Bupati Ahmad Muhdlor Nyaris Ditangkap, Tiba-Tiba Ada Perintah...

Bupati Ahmad Muhdlor Nyaris Ditangkap, Tiba-Tiba Ada Perintah... Bupati Sidoarjo Ahmad Muhdlor Ali. Foto: Tempo

SIDOARJO, BANGSAONLINE.com - Operasi Tangkap Tangan (OTT) Komisi Pemberantasan Korupsi (KPK) terhadap 10 orang dalam kasus dugaan korupsi insentif pajak untuk ASN Badan Pelayanan Pajak Daerah (BPPD) Sidoarjo mendapat sorotan publik sangat tajam. Banyak pihak menilai ada kejanggalan.

"OTT ini Kamis malam, tapi diumumkan Senin," kata Novel Baswedan, mantan penyidik senior KPK, dalam cuitannya di aplikasi X @nazaqistsha (30/1/2024).

Padahal, kata Novel, selama ini KPK selalu mengumumkan langsung hasil OTT dalam satu kali 24 jam. "Selama ini KPK langsung mengumumkan 1x24 jam setelah OTT, ini janggal," tegas Novel lagi.

Menurut dia, OTT tidak ujuk-ujuk. Tapi melalui proses dan pengamatan.

"OTT melalui proses, ada pengamatan dan telaah," jelas Novel Baswedan.

Karena itu ia menilai aneh ketika tidak ada penyelanggara dalam proses OTT yang menguras waktu hingga tiga hari.

"Aneh ketika tidak ada penyelenggara negaranya dalam OTT yang sampai lebih tiga hari seperti ini," ujar Novel.

"Apakah ada pejabat yang sembunyi dalam kasus ini?," lanjut Novel kemudian.

Dilansir Tempo, sumber di lingkup internal KPK menyatakan bahwa cukup jelas terlibat. Tim penyidik bahkan sudah mengantongi bukti berupa percakapan antara Gus Muhdlor – panggilan itu – dari salah satu orang yang ditangkap.

"Ada chatting (percakapan) dan sebagainya, jelas (keterlibatan) Bupati," ujar sumber itu.

Bahkan tim KPK nyaris menciduk Gus Muhdlor dalam OTT pada Kamis (25/01/2024) lalu itu. Hanya saja saat itu ada perintah agar mereka mundur.

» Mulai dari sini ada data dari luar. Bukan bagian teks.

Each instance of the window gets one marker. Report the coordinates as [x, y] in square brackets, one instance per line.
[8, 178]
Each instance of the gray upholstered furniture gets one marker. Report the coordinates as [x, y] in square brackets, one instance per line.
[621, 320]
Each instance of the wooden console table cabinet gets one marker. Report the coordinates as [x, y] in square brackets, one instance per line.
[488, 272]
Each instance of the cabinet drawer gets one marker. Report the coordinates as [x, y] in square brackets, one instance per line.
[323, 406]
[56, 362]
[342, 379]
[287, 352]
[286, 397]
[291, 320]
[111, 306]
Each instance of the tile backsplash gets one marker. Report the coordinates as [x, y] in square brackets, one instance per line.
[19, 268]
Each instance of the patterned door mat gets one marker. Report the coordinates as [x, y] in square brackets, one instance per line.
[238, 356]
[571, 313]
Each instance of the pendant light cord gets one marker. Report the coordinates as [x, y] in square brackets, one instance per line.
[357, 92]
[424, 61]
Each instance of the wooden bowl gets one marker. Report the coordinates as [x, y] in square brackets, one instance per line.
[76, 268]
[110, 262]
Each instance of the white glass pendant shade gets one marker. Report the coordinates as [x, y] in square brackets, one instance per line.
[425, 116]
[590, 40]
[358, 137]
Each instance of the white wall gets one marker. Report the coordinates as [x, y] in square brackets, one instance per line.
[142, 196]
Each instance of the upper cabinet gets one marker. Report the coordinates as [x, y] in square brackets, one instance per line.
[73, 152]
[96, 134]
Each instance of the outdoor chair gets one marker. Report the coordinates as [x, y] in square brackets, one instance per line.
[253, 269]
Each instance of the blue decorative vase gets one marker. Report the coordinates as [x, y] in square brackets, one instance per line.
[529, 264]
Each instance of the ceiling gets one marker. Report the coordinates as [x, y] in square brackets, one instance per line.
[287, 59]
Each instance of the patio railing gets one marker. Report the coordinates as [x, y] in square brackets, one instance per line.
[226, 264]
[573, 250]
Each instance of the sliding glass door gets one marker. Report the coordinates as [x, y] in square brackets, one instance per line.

Ternyata drama tak berhenti di situ. Dalam gelar perkara pada Jumat sore, 26 Januari lalu, tim penyidik melihat gelagat tidak menggembirakan dari para pemimpin.

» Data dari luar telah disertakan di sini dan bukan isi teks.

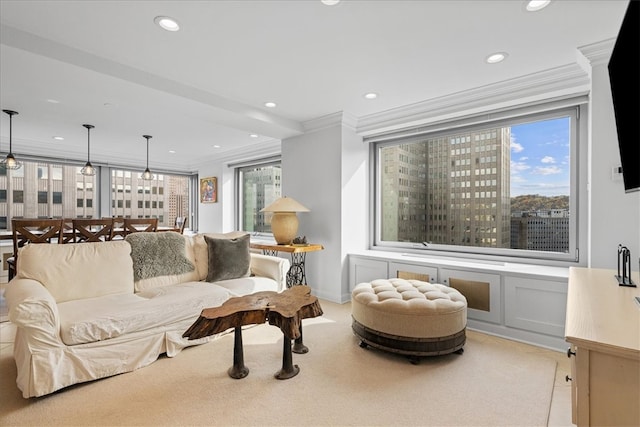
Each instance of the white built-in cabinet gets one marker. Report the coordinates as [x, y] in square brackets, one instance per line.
[522, 302]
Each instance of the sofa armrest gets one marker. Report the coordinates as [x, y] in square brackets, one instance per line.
[273, 267]
[33, 308]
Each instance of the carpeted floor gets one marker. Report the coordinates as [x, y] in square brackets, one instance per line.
[494, 382]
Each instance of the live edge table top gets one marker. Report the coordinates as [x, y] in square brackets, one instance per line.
[284, 310]
[311, 247]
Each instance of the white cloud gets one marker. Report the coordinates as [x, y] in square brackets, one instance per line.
[548, 159]
[519, 167]
[549, 170]
[515, 147]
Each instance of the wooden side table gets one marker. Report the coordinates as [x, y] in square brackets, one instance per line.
[296, 274]
[284, 310]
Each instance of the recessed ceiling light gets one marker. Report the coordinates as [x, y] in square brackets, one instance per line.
[536, 5]
[494, 58]
[167, 23]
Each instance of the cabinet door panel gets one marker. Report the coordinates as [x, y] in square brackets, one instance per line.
[415, 272]
[535, 305]
[365, 270]
[482, 291]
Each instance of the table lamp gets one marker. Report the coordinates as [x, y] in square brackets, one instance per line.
[284, 222]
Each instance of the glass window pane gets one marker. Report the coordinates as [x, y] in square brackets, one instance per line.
[520, 176]
[259, 186]
[147, 200]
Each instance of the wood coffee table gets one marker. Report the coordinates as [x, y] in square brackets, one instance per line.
[284, 310]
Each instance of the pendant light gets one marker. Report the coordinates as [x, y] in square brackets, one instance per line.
[147, 175]
[88, 169]
[10, 162]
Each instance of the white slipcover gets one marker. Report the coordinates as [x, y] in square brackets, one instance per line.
[70, 331]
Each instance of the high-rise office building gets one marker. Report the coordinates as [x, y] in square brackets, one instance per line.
[452, 190]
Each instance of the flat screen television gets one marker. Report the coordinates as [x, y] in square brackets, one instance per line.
[624, 77]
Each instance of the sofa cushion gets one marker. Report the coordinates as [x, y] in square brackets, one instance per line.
[79, 270]
[172, 279]
[228, 258]
[98, 319]
[201, 250]
[158, 254]
[249, 285]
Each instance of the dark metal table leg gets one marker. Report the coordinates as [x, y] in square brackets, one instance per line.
[238, 370]
[289, 370]
[298, 346]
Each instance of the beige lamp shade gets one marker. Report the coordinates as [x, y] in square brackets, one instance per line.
[284, 222]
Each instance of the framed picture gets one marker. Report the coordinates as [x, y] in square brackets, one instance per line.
[209, 190]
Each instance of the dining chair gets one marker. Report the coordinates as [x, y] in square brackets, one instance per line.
[67, 230]
[118, 227]
[180, 224]
[92, 229]
[135, 225]
[32, 230]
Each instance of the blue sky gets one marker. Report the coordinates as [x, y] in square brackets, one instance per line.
[540, 158]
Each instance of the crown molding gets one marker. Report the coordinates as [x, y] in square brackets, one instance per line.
[554, 82]
[598, 53]
[340, 118]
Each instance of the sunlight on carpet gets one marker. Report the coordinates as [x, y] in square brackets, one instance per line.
[494, 382]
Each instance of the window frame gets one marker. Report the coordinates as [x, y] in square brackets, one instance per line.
[102, 201]
[576, 107]
[238, 170]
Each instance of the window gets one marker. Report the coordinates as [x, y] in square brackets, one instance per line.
[502, 187]
[76, 195]
[148, 198]
[257, 186]
[33, 195]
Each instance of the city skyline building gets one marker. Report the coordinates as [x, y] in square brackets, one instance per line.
[450, 190]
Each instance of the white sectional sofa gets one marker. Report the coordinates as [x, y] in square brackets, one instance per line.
[90, 310]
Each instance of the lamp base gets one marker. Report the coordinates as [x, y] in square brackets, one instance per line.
[284, 226]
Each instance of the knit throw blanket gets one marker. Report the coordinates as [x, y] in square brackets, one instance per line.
[158, 254]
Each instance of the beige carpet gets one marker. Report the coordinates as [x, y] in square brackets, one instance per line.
[495, 382]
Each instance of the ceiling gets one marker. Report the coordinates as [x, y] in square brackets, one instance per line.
[200, 92]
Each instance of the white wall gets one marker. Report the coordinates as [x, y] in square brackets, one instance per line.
[312, 173]
[614, 214]
[211, 215]
[326, 169]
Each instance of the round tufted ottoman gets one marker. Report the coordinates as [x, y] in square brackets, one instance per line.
[409, 317]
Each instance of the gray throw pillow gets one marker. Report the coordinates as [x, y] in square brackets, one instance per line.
[228, 258]
[158, 254]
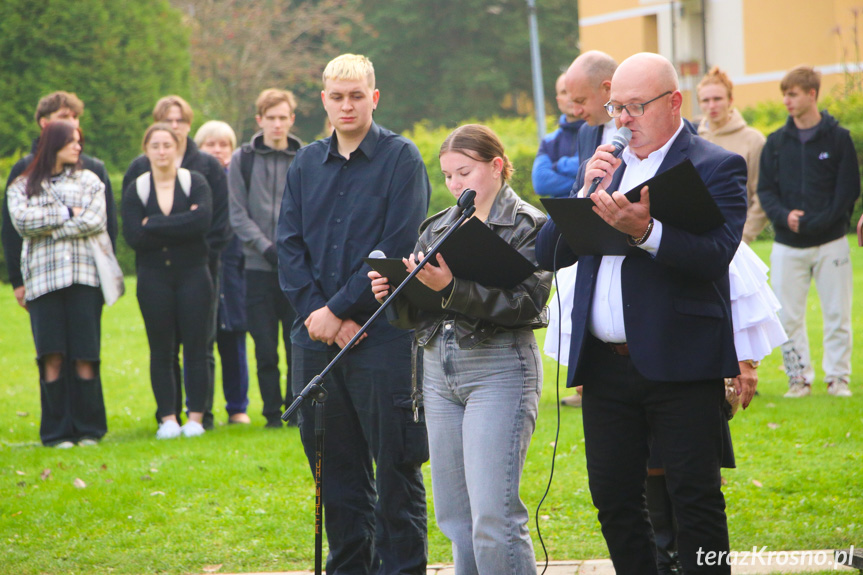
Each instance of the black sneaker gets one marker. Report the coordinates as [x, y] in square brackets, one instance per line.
[274, 422]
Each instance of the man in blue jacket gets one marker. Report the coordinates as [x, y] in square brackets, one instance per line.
[652, 337]
[556, 163]
[809, 182]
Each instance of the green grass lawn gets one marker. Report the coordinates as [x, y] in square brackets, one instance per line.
[242, 497]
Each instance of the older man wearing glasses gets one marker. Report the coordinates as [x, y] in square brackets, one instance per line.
[652, 336]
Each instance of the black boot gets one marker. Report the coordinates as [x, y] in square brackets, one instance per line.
[56, 424]
[664, 525]
[88, 406]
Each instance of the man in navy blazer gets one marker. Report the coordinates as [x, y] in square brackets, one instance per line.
[652, 336]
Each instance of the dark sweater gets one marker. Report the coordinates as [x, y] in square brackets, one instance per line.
[176, 239]
[820, 177]
[12, 241]
[194, 160]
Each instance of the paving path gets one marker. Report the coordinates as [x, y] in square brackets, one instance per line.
[763, 563]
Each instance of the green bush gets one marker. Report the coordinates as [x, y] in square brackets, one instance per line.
[519, 140]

Sumber itu menyatakan ada perdebatan soal apakah kasus ini akan ditangani KPK atau diserahkan kepada aparat penegak hukum yang lain, yaitu kepolisian.

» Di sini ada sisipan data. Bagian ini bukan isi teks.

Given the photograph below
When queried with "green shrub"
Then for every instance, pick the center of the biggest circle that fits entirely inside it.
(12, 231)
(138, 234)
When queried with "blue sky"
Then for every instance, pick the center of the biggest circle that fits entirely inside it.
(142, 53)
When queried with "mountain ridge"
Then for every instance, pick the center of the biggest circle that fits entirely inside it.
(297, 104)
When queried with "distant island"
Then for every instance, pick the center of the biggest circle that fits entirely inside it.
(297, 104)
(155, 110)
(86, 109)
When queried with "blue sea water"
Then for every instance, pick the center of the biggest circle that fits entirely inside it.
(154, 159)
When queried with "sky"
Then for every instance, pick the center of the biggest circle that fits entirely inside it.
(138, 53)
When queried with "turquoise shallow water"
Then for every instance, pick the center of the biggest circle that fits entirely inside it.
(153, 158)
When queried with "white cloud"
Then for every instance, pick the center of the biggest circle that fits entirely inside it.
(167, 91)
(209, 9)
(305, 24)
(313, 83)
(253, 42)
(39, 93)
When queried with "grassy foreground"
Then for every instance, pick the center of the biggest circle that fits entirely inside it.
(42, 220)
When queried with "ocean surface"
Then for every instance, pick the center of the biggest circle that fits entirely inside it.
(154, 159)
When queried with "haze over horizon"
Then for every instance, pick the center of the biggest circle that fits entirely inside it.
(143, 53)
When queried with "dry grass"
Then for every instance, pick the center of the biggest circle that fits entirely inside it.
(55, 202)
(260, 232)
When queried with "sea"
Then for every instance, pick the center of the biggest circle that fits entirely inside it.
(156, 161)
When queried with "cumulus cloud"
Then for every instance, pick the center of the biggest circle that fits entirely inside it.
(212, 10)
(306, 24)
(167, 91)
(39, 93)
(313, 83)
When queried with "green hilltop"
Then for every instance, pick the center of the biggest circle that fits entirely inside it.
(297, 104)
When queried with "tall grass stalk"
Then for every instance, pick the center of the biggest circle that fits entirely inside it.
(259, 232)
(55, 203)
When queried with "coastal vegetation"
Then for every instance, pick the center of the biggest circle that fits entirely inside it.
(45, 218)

Menurut sumber itu, hanya Alexander Marwata, Wakil Ketua KPK, yang ngotot kasus ini tetap ditangani KPK. Sementara pemimpin yang lain ingin menyerahkan ke kepolisian.

"Alasannya karena nilainya kecil dan tidak ada keterlibatan penyelenggara negara," katanya.

Para penyidik membantah alasan itu. Pasalnya, temuan mereka menunjukkan praktik sunat-menyunat ini sudah berlangsung sejak Gus Muhdlor menjabat pada 2021. Mereka memperkirakan nilainya mencapai kurang-lebih Rp8 miliar.

Begitu juga soal tidak adanya penyelenggara negara dalam kasus ini terbantahkan dengan bukti-bukti yang mereka miliki. Keterlibatan Bupati sebagai penyelenggara negara cukup jelas dalam kasus ini.

"Memang jelas, seharunya bupati itu ditangkap. Masalahnya kan dilindungi," kata sumber Tempo itu.